WE WILL are a group of young people leading change in youth mental health across Cumbria and beyond. The group are campaigning for commitments to improve youth mental health in their schools, communities, families and wider circles across West Cumbria. WE WILL members are aged 14 – 19, are based in Ewanrigg, Maryport and are supported by the Ewanrigg Local Trust.
The group spent 18 months interviewing a range of people within their community and identified a gap in youth mental health provision and the impact it was having on family and friends. They are collaborating with health trusts, schools and community groups to improve youth mental health services. They have supported more than 300 people in their area to become trained in Youth Mental Health First Aid. They have made highly successful films that communicate vital youth mental health messages and regularly present to large audiences.
With the grant money, Ewanrigg Local Trust has created a video to showcase how young people were involved in the development of this project and what impact it had on services, and to share what commitments are being made to improve youth mental health in West Cumbria.
Carers in Hertfordshire has co-production at the heart of their work. In their young carers service, they have supported a Young Carers Council for 20 years enabling young carers to be involved in decision-making across health, education and social care.
Their project, ‘Youth Exec’, brought together a small group of young carers from the Council. The Youth Exec has toured several health organisations across Hertfordshire, raising awareness of young carers and talking to senior professionals about improvements they could make for young carers in their area of the NHS.
With the grant, Carers in Hertfordshire has produced a video to share the story of the Youth Exec project and to showcase the benefits of involving young carers and working across the health sector in partnership with Carers in Hertfordshire, and to celebrate the achievements and improvements made.

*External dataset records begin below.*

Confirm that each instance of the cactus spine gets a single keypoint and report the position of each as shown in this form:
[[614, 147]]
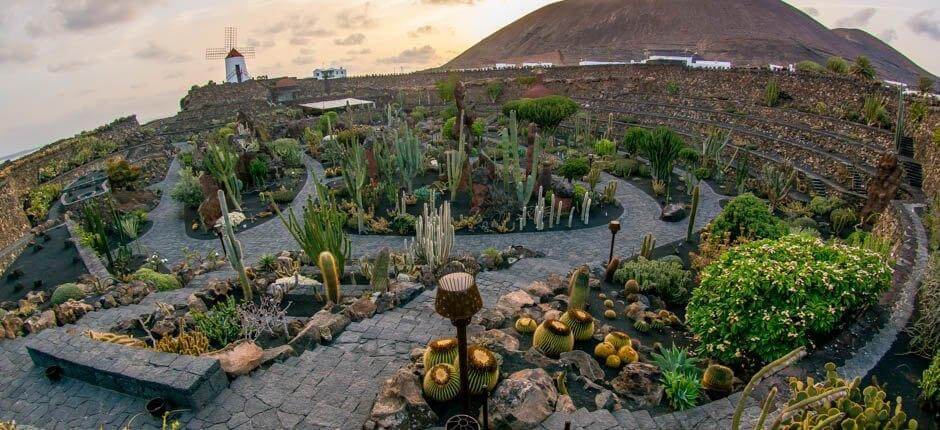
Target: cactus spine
[[330, 272], [233, 249], [692, 213], [578, 289]]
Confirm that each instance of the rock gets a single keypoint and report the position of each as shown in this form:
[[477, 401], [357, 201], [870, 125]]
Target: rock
[[639, 382], [489, 318], [586, 365], [400, 405], [241, 359], [540, 290], [673, 212], [360, 309], [607, 400], [71, 311], [40, 322], [511, 304], [523, 400]]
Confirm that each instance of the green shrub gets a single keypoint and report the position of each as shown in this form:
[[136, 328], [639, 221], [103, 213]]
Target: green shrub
[[605, 147], [65, 292], [664, 277], [747, 216], [574, 168], [221, 323], [762, 299], [160, 281], [187, 191], [546, 112]]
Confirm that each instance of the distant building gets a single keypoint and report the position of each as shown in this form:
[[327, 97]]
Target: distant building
[[330, 73]]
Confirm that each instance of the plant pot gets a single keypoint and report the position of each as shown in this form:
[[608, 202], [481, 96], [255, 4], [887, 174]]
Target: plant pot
[[53, 373], [157, 407]]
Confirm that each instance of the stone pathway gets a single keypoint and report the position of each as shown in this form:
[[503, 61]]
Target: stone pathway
[[329, 386]]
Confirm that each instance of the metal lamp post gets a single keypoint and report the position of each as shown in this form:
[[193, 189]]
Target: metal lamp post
[[458, 299], [614, 227]]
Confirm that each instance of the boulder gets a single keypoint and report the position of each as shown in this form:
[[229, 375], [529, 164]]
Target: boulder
[[241, 359], [673, 212], [400, 405], [523, 400], [586, 365], [639, 382]]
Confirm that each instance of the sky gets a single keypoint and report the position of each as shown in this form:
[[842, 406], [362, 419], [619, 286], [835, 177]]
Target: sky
[[72, 65]]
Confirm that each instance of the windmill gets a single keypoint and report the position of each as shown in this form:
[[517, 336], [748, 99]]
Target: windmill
[[236, 70]]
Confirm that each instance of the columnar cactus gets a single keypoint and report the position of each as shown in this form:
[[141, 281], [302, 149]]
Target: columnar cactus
[[233, 249], [692, 213], [330, 272], [578, 289]]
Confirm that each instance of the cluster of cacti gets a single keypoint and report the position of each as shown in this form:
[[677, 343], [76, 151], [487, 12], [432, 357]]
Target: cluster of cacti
[[580, 322], [718, 378], [329, 270], [187, 343], [526, 325], [649, 244], [692, 213], [578, 289], [552, 338], [434, 235], [233, 249], [442, 382], [483, 371], [120, 339]]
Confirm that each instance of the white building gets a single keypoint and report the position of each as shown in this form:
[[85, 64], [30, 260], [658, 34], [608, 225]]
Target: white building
[[236, 71], [330, 73]]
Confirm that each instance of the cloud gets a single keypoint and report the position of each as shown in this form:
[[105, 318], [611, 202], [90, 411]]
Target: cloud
[[355, 18], [158, 53], [857, 19], [67, 66], [888, 36], [926, 24], [417, 55], [80, 15], [352, 39], [17, 53]]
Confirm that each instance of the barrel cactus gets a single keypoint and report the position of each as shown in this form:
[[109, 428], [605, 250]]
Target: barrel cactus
[[553, 337]]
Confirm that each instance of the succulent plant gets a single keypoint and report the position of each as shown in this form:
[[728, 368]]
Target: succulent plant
[[580, 322], [612, 361], [526, 325], [553, 337], [627, 354], [617, 339], [483, 372], [604, 350], [443, 350], [442, 382], [578, 289], [718, 378]]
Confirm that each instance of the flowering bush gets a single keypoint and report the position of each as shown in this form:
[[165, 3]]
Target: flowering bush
[[761, 300]]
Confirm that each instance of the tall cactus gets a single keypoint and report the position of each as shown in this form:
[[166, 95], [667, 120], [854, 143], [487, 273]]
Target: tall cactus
[[692, 213], [578, 289], [233, 249], [330, 272]]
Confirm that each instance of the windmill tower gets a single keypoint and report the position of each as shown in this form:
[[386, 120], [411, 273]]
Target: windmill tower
[[236, 71]]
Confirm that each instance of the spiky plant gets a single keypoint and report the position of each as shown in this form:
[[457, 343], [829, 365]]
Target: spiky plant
[[526, 325], [618, 339], [330, 271], [442, 382], [442, 350], [552, 338], [580, 322], [578, 289]]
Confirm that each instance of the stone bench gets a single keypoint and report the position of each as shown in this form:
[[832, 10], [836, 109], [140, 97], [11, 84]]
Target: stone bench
[[183, 380]]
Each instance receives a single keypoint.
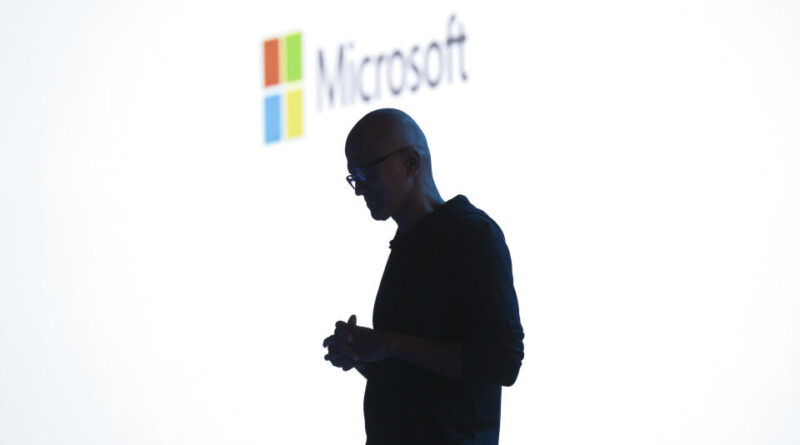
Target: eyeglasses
(360, 175)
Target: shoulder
(472, 225)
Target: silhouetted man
(446, 323)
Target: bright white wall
(165, 277)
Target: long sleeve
(493, 351)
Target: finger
(329, 340)
(344, 349)
(341, 361)
(342, 332)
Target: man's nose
(360, 186)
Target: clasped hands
(352, 346)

The Hangleton and Knoll Project (HKP) is a Community Development and Youthwork organisation that works in partnership with local residents, diverse community groups and service providers to improve citizens’ quality of life and facilitate positive changes in the West of Brighton and Hove. HKP set up the West Area Health Forum in partnership with local citizens. The Forum aims to prevent and address local health inequalities, support community solutions to primary care and community health issues and give voice to the many communities of the area.
With the grant money, HKP created an animated video to tell the story of the West Area Health Forum and to share how they involved patients of all ages and ethnicities in the design and development of NHS health services. The video highlights the importance of partnership working between people and communities, the voluntary sector and local health and social care providers to develop innovative solutions and identify potential service improvements.
Skills for People employs people with a learning disability and/or autism and family carers of disabled children to co-produce and deliver new initiatives enabling people to be in control of their own lives and to improve their health and wellbeing through the development of training.
With the grant, Skills for People have created a video to tell the story of their Positive Behaviour Support training programme which was co-produced with parents of children with a learning disability and/or autism. The programme brought together parents of children with a learning disability and/or autism whose behaviour could be seen as challenging. Through a series of workshops, they learnt how to better understand and support their children using Positive Behaviour Support. More than 20 parents have participated so far, with 100 more to be trained.